Which operator (+ vs +=) should be used for performance? (In-place Vs not-in-place)

Question

Let's say I have this two snippet of code in python :

1 --------------------------
import numpy as np
x = np.array([1,2,3,4])
y = x
x = x + np.array([1,1,1,1])
print y

2 --------------------------
import numpy as np
x = np.array([1,2,3,4])
y = x
x += np.array([1,1,1,1])
print y

I thought the result of y will be the same in both examples since y point out to x and x become (2,3,4,5), BUT it wasn't

The results were (1,2,3,4) for 1 and (2,3,4,5) for 2.

After some research I find out that in first example

#-First example---------------------------------------
x = np.array([1,2,3,4]) # create x --> [1,2,3,4] 
y = x                   # made y point to x
# unril now we have x --> [1,2,3,4]
#                          |
#                          y
x = x + np.array([1,1,1,1]) 
# however this operation **create a new array** [2,3,4,5] 
# and made x point to it instead of the first one
# so we have y --> [1,2,3,4] and x --> [2,3,4,5]

#-Second example--------------------------------------
x = np.array([1,2,3,4]) # create x --> [1,2,3,4] 
y = x                   # made y point to x
# unril now the same x --> [1,2,3,4]
#                            |
#                            y
x += np.array([1,1,1,1])
# this operation **Modify the existing array**
# so the result will be
# unril now the same x --> [2,3,4,5]
#                            |
#                            y

You can find out more about this behaviors (not only for this example) in this link In-place algorithm

My question is : Being aware of this behavior why should I use in-place algorithm in term of performance? (time of excution faster? less memory alocation?..)

EDIT : Clarification

The example of (+, =+) was just to explain simply the in-place algorithm to the one who don't know.. but the question was in general the use of in-place algorithm not only in this case..

As another more complex example: loading a CSV file (just 10 Million rows) in a variable then sorting the result, is the idea of in-place algorithm is to produce an output in the same memory space that contains the input by successively transforming that data until the output is produced? - This avoids the need to use twice the storage - one area for the input and an equal-sized area for the output ( Using the minimum amount of RAM, hard disk ... )

Answer 1

x = x + 1 vs x += 1

Performance

It seems that you understand the semantical difference between x += 1 and x = x + 1.

For benchmarking, you can use timeit in IPython.

After defining those functions:

import numpy as np
def in_place(n):
    x = np.arange(n)
    x += 1

def not_in_place(n):
    x = np.arange(n)
    x = x + 1

def in_place_no_broadcast(n):
    x = np.arange(n)
    x += np.ones(n, dtype=np.int)

You can simply use the %timeit syntax to compare performances:

%timeit in_place(10**7)
20.3 ms ± 81.4 µs per loop (mean ± std. dev. of 7 runs, 10 loops each)

%timeit not_in_place(10**7)
30.4 ms ± 253 µs per loop (mean ± std. dev. of 7 runs, 10 loops each)

%timeit in_place_no_broadcast(10**7)
35.4 ms ± 101 µs per loop (mean ± std. dev. of 7 runs, 10 loops each)

not_in_place is 50% slower than in_place.

Note that broadcasting also makes a huge difference : numpy understands x += 1 as adding a 1 to every single element of x, without having to create yet another array.

Warning

in_place should be the preferred function: it's faster and uses less memory.

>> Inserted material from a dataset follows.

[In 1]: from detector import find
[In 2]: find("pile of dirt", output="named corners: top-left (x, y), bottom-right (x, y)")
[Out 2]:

You might run into bugs if you use and mutate this object at different places in your code, though. The typical example would be :

x = np.arange(5)
y = [x, x]
y[0][0] = 10
y
# [array([10,  1,  2,  3,  4]), array([10,  1,  2,  3,  4])]

Sorting

Your understanding of the advantages of in-place sorting is correct. It can make a huge difference in memory requirements when sorting large data sets.

There are other desirable features for a sorting algorithm (stable, acceptable worst-case complexity, ...) and it looks like the standard Python algorithm (Timsort) has many of them.

Timsort is an hybrid algorithm. Some parts of it are in-place and some require extra memory. It will never use more than n/2 though.